"You don't have to swallow it," my friend Carly told me, wincing as though she could feel my pain.
"When I start something, I finish it," I replied, though I'm sure my face was full of regret. And my mouth was full of -- what else? -- salty licorice, a favorite snack of the Danes. But this was the strongest, most powerful salty licorice I have tasted in all of my days.
How did I get in this position? Let's rewind several hours and I'll explain.
I woke up early on Saturday. Carly and I had been invited by our visiting family to a lunch and birthday party that afternoon. At DIS, a visiting family is a Danish family that the school matches you up with to spend time with throughout the semester. It is for students who are not in a homestay -- a chance to get a taste of everyday life for a Danish family, to practice your language skills, and to meet new people.
Our visiting family lives about a 20 minute drive from Copenhagen in a nice house in the Danish suburbs. They have a sweet dog and a teenage son. We arrived round noon and found an incredible lunch spread laid out for us: seared duck slices; homemade rye bread; brie and fresh jam; lumpfish roe and blinis with creme fraiche; salmon and cucumber roulades; Danish meatballs with red cabbage on the side. We feasted and talked about the day's plans. A nephew was having a birthday -- he was very young.

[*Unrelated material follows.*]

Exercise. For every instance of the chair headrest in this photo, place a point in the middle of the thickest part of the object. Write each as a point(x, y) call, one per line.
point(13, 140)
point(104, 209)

It would be a chance to see how the Danes celebrate. In Danish class we learned that there is usually singing and some sort of cake and a lot of Danish flags. I was excited to learn more.
We arrived at the birthday party, where about 30 adults and children were busily moving about a small house. It was cramped but the mood was happy. Our hosts greeted us and even though we were full from lunch we were encouraged to eat more -- this time a pork goulash with rice, a kale salad, and garlic bread. I used as much Danish as I could remember: tak (thank you), undskuld (excuse me), nej (no), plus several longer phrases. The family seemed impressed, but when they tried to ask me more complicated questions I had to switch over to English.
When dessert rolled around, we were already stuffed but we made room to sample the ice cream, meringue cake and cream puffs that were laid out on the counter. On the tables were big bowls of licorice gummies. Here is where I messed up -- I took a licorice candy and put it on Carly's plate, daring her to eat it. She refused, throwing the dare back at me. Of course I ate it.
"Ashlyn ate a licorice!" said my visiting dad, impressed. "One of the strong ones!"
"That one wasn't very strong," said my visiting mother. It was going to take more to impress her. I asked which gummy was strongest. "Hold on," she said, and disappeared into the back of the house.
A few moments later, she came back with several jars of frightening-looking licorice candies. "These are the really strong ones!" she said, while the rest of the family cheered. All eyes were on me. Was the American going to eat the strong salted licorice, or was she going to back out at the last second? Of course I was going to eat it. I couldn't get out of this now.
I began with a smaller piece of the salted. The puckery taste of the candy stuck to my teeth but wasn't too bad. It went down okay. I moved onto a larger piece that was a bit less appetizing. It was difficult to finish but I did it. The Danes encouraged me, collecting around the table as they watched the scene unfold. The final piece was a licorice candy dusted in salty licorice powder and with an extra-strong licorice core at the center. The moment I placed it in my mouth I was filled with regret. This had not been my best idea.
"You don't have to swallow it," Carly said, which brings us back full circle. But I did. I probably shouldn't have, but I did. And afterwards I had to lie down for a bit to let the nausea subside. Let me just say that nothing can prepare you for the awfulness that is salted licorice. Nothing.
My visiting dad leaned in to me. "That was very impressive! You have our respect!" Score -- it was worth it after all. Meanwhile, I watched the school-age children dip their hands into the jar eagerly, snatching up the strongest licorice they could get and eating it like it was... well, like it was candy. I suppose that's one thing I'll never understand.